La ciudad fue fundada el día 17 de noviembre de 1905. El lugar surgió como consecuencia de la creación de varios comercios en esa región. En un primer momento se llamó la porteña por una estancia que llevaba ese nombre. Sin embargo, el día 17 de diciembre de 1927 se reemplazó, mediante un decreto, la denominación de La Porteña por la De Santa Isabel.
El seudónimo que lleva hoy en día proviene de la Virgen de Santa Isabel de Hungría, quién fuera canonizada en 1235 por el Papa Gregorio IX. Isabel de Hungría quedó viuda muy joven y fue desterrada por su cuñado. Se alojo en la casa de un tío materno y renunció a la herencia de su marido dejándosela a sus tres hijo. Luego abandonó a los pequeños e ingresó a la Tercera Orden de San Francisco. Alí vivió con austeridad, atendiendo enfermos hasta e día de su muerte.
Hoy en día, el pueblo, es el sitio con menos densidad demográfica del país. También se puede destacar que la actividad económica más productiva del territorio es la cría de Chivos.

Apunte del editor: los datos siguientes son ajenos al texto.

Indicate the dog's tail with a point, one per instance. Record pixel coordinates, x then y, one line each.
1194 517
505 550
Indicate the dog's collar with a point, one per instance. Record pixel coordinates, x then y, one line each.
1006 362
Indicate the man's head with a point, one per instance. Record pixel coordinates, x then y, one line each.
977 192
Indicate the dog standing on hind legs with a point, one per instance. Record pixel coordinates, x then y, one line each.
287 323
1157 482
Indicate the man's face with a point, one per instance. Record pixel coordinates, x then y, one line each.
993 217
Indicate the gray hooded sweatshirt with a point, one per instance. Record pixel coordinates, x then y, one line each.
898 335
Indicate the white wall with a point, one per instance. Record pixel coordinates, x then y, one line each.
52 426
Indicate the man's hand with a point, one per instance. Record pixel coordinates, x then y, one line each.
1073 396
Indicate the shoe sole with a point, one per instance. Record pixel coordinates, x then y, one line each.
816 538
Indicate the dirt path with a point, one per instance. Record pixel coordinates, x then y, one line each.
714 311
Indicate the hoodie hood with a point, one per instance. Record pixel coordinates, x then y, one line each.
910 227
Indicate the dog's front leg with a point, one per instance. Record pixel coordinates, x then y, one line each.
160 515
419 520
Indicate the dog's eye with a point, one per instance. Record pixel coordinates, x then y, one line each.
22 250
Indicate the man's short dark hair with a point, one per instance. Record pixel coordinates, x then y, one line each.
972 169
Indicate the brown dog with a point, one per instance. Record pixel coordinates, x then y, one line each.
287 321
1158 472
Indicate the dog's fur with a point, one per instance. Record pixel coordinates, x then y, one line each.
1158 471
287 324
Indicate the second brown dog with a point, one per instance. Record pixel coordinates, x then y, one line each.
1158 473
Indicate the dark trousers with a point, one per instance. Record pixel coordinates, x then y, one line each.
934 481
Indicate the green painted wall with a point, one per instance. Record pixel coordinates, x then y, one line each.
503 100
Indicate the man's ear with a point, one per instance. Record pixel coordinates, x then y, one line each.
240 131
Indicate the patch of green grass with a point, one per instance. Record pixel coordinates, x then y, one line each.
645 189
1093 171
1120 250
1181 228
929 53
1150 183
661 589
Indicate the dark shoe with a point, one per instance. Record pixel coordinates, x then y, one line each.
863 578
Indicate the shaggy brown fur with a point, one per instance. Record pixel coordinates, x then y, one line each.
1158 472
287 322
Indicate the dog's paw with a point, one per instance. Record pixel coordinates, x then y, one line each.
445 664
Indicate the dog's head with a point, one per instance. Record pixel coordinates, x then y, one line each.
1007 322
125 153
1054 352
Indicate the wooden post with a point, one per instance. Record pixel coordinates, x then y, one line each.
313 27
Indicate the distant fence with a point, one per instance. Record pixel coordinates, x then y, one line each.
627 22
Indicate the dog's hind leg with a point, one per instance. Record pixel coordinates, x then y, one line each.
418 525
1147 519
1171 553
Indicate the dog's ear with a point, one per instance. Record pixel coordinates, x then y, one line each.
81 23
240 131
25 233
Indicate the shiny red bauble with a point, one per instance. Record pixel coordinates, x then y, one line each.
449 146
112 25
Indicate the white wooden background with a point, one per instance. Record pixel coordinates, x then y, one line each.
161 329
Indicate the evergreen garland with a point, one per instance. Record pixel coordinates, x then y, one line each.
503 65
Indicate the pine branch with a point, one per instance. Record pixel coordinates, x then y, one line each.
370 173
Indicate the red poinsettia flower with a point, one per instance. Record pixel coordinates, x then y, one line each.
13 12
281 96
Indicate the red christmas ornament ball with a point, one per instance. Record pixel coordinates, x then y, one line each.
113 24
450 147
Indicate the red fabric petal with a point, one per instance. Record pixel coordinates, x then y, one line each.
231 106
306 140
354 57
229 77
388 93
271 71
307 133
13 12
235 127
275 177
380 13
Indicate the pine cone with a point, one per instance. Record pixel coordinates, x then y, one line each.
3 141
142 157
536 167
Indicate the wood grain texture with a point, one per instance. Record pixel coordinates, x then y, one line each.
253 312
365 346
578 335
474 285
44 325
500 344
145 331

Por la poca cantidad de gente que habita la región, se puede afirmar que Santa Isabel es uno de los sitios más tranquilos de la provincia de La Pampa. Allí, el turista tendrá la posibilidad de pasar una estadía en contacto con la naturaleza, o bien, realizando actividades al aire libre y en familia. Asimismo es un territorio que prioriza lo natural sobre lo material, las plazas y espacios verdes son de gran interés para el municipio.
Además si el visitante es aficionado a la pesca deportiva, podrá llevar a cabo su hobbie obteniendo los generosos cardúmenes que aporta el Río Salado que pasa por el centro de la ciudad.
Por último vale aclarar que la localidad cuenta con: Restaurantes, confiterías, casas de comidas rápidas, balnearios, hoteles y alojamientos, camping, locutorios, cibercafes, bibliotecas, museos, video clubes, salida y llegada de Ómnibus de larga distancia, transporte interurbano, taxis, remises, supermercados, autoservicios, estaciones de servicio, sala de primeros auxilios y talleres mecánicos.